Susmanın da konuşmanın da hayırlı olduğu anlar vardır. Mesela doğru şahitlik ‘şahidin şehâdeti’, adaletin gerçekleşmesine ve hakkın ortaya çıkmasına sebep olduğu için” gerekli ve vaciptir. Bunun yanı sıra “yalan şahitlik” de haramdır. Yani dili korumak hakk sözü hakk olan yerde söylemektir aynı zamanda.
Günümüzde insani münasebetlerde yaşanan pek çok sıkıntı, dilin yanlış kullanılmasından kaynaklanmaktadır. Dolayısıyla konuşmadan önce düşünmek, sözün varacağı noktayı iyi hesaplamak gerekir. Peygamber Efendimiz (s.a.v) de bu hakikate işaretle: “Özür dilemeni gerektiren bir sözü söyleme!” buyurmuşlardır.
Sözü muhatabının anlayacağı şekilde söylemek de Resulullah Efendimizin tavsiyelerindendir. İbn-i Abbas (r.a)’a hitaben “İnsanlara akıllarının almayacağı bir söz söyleme. Zira böyle yapman, fitneye düşmelerine sebep olur.” demiştir.

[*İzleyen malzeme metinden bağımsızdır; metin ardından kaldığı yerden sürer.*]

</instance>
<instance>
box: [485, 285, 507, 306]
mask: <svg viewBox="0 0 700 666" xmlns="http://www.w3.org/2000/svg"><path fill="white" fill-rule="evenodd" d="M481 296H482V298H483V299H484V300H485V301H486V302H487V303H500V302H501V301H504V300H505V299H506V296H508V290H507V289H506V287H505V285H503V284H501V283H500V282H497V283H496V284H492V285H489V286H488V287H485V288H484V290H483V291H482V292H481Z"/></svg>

Bir seyahat esnasında aralarında geçen sohbette Muaz bin Cebel Peygamber Efendimiz’e kendisinden sonra hangi ibadeti tavsiye ettiğini sormuş; Allah yolunda cihad, oruç, zekât ve diğer ibadetleri bir bir sayması üzerine O her defasında “İnsanlar için bundan daha hayırlısı vardır” buyurmuştur. Hazret-i Muaz (r.a): “–Anam-babam Sana feda olsun, insanlar için bunlardan daha hayırlı olan nedir?” diye sorunca Peygamber Efendimiz (s.a.v) ağzını göstermiş ve: “–Hayır konuşmayacaksa susmak.” buyurmuştur.
Muaz (r.a) :“–Konuştuklarımızdan dolayı hesaba mı çekileceğiz?” diye sorunca Resulullah (s.a.v) Hz. Muaz’ın dizine hafifçe vurarak ona şunları söylemiştir:
“–Allah hayrını versin ey Muâz! İnsanları yüzüstü cehenneme sürükleyen, dillerinin söylediğinden başka nedir ki? Kim Allah’a ve ahiret gününe inanıyorsa, ya hayırlı söz söylesin veya sussun, zararlı söz söylemesin! Sizler hayırlı söz söyleyerek kazançlı çıkınız; zararlı söz söylemeyerek rahat ve huzura kavuşunuz.”